I am an American spouse of a Taiwanese and I "demand" that if foreign spouses from China are not required to give up their PRC citizenship to become Taiwanese citizens, all other foreigners should not be required to give up our original citizenship either.

Anonymous said...

After reading this:

I wonder if US really has any strategy in Asia.

Anonymous said...

KMT truth (pic)

Mike Fagan said...

"The KMT probably won't be able to rebuild, which will be very good for the evolution of democracy in Taiwan."

I agree that a dying off of the KMT would be very good in certain respects, but I'm not sure it makes any sense to attach values to the "evolution" of something. It makes sense to talk about good or bad plans, good or bad designs, good or bad developments as these can all be judged against one or another set of objectives. However, an evolution is itself without any aim or objective. It is just a series of changes with no "end" in sight.

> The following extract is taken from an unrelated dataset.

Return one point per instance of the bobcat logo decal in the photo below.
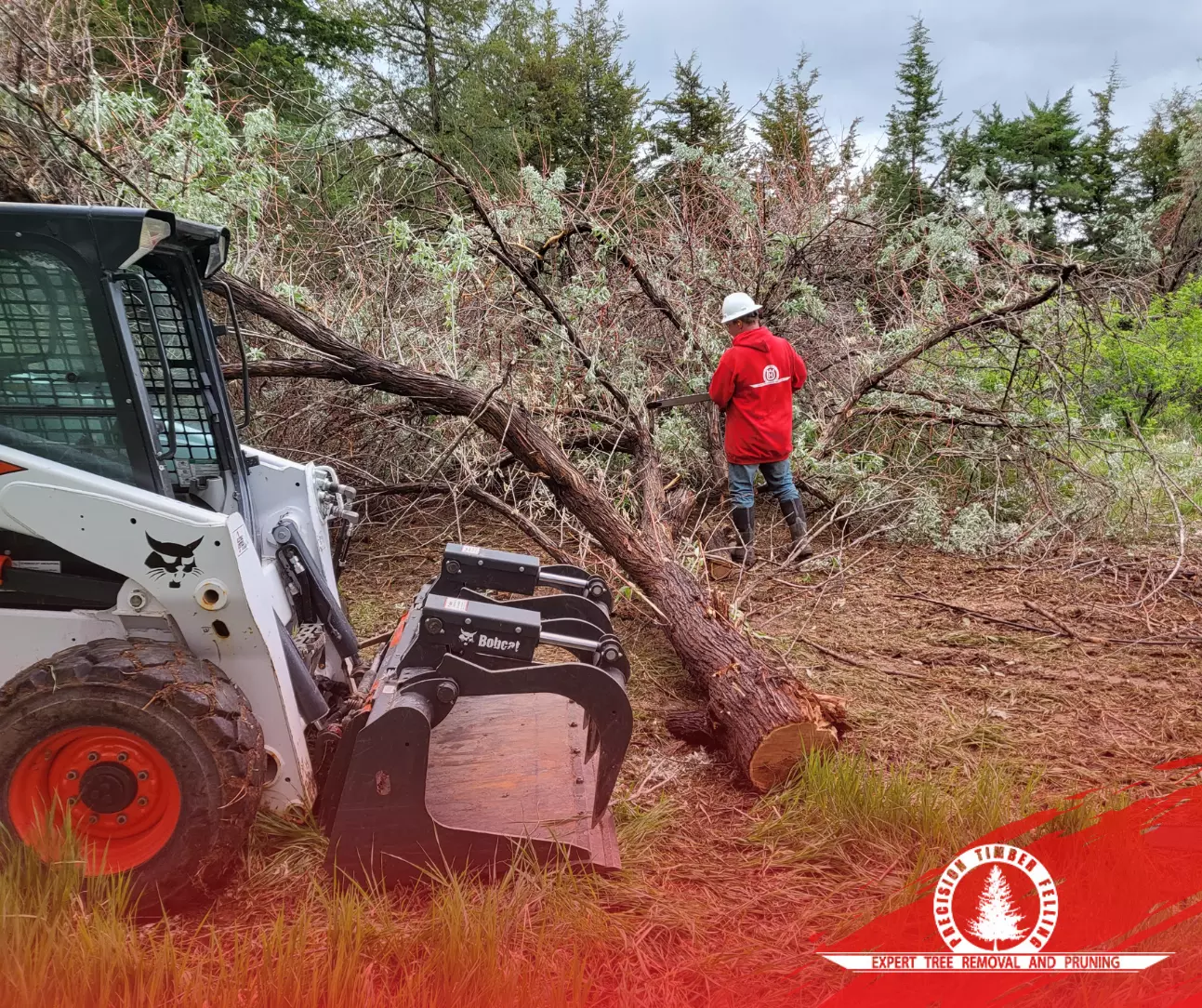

Similarly with "democracy"; and correct me if I'm wrong here, but you carry the view of democracy as basically socialism against both free markets and against capitalism, yet as you know this is not the only view of "democracy". There is also the more limited procedural view; that democracy encompasses electoral mechanisms and some constitutional limitations on government, and that that's basically all there is to it.

Your sense of democracy would be aided by the de-facto death of the KMT as there is as yet no conservative or liberal (UK sense) alternative to the KMT, which would leave all politics in Taiwan dominated by leftists; yet the loss of the KMT would be bad in the procedural sense of democracy, as the only opposition to a DPP government would come from other leftist parties, who basically agree with the DPP on everything except that they want more speed and less direction. This would leave a substantial section of the electorate unrepresented.

So your point would have carried better by simply saying that the death of the KMT would be very good for "progress" or for "social justice" or for "leftist ideology" or some other bollocks.